Yo estaba cortando a pedacitos tan ricamente a una persona muy mala, a la que había sujetado con cinta aislante a una mesa, pero el cuchillo estaba hecho de goma y sólo oscilaba de un lado a otro. Agarré una sierra para cortar huesos y la hundí en el caimán de la mesa, pero no experimenté auténtica alegría, sino dolor, y vi que me estaba cortando los brazos. Mis muñecas ardían y corcoveaban, pero no pude detener la amputación, y entonces seccioné una arteria y el rojo espantoso salpicó todo, una niebla escarlata me cegó y empecé a caer, a caer sin parar en la oscuridad del vacío, donde formas aterradoras se retorcían, gimoteaban y tiraban de mí, hasta que me precipité en el horroroso charco rojo del suelo, junto al que dos lunas huecas me miraban y exigían: abre los ojos, estás despierto…

Y todo adquirió definición en las dos lunas huecas, que eran un par de lentes gruesas encajadas en grandes marcos negros sobre el rostro de un hombre pequeño y nervudo con bigote, que estaba inclinado sobre mí con una jeringa en la mano.

El doctor Danco, supongo.

No pensé haberlo dicho en voz alta, pero el hombre asintió.

—Sí, así me llamaban. ¿Quién es usted?

Su acento era un poco forzado, como si tuviera que pensar mucho en cada palabra. Había deje cubano, pero no como si el español fuera su lengua nativa. Por alguna razón su voz me desagradó en grado sumo, como si oliera a Repelente Dexter, pero dentro de mi cerebro de lagarto un viejo dinosaurio alzó la cabeza y rugió, de manera que no me encogí para alejarme de él tal como había deseado al principio. Intenté sacudir la cabeza, pero descubrí que me costaba mucho por algún motivo.

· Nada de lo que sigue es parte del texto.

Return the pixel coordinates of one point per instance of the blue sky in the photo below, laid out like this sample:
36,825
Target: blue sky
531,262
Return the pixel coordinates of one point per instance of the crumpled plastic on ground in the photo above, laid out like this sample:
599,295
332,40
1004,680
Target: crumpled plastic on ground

—No intente moverse aún —dijo—. No servirá de nada. Pero no se preocupe, podrá ver todo lo que le hago a su amigo de la mesa. Y pronto llegará su turno. Podrá verse en el espejo. —Parpadeó, y un toque caprichoso se insinuó en su voz—. Los espejos son maravillosos. ¿Sabía que si alguien está mirando desde fuera de una casa a un espejo usted puede verle desde el interior?

Parecía un profesor de primaria explicando una broma a un estudiante al que apreciaba, pero que era demasiado tonto para captarla. Y yo me sentía lo bastante tonto para que eso fuera lógico, porque me había metido hasta el cuello en esto sin ningún pensamiento más profundo que «Caramba, qué interesante». Mi impaciencia y curiosidad, espoleadas por la luna, me habían llevado a ser descuidado, y él me había visto mientras espiaba. En cualquier caso, el tipo se estaba refocilando, lo cual resultaba muy irritante, de manera que me sentí obligado a decir algo, por débil que fuera.

—Pues sí, lo sabía —dije—. ¿Sabe que esta casa tiene puerta delantera? Y esta vez no hay pavos reales montando guardia. El hombre parpadeó.

—¿Debería sentirme alarmado? —preguntó.

—Bien, nunca se sabe quién puede presentarse sin previo aviso.

El doctor Danco movió la comisura izquierda de su boca hacia arriba un par de centímetros.

—Bien —dijo—, si su amigo de la mesa de operaciones es un buen ejemplo, creo que no me puede pasar nada, ¿verdad?

Me vi obligado a admitir que estaba en lo cierto. Los jugadores del primer equipo no habían causado una gran impresión. ¿Qué debía temer del banquillo? Si yo no hubiera estado un poco colocado por culpa de las drogas que me había administrado, estoy seguro de que habría dicho algo mucho más brillante, pero la verdad es que vivía todavía en plena niebla química.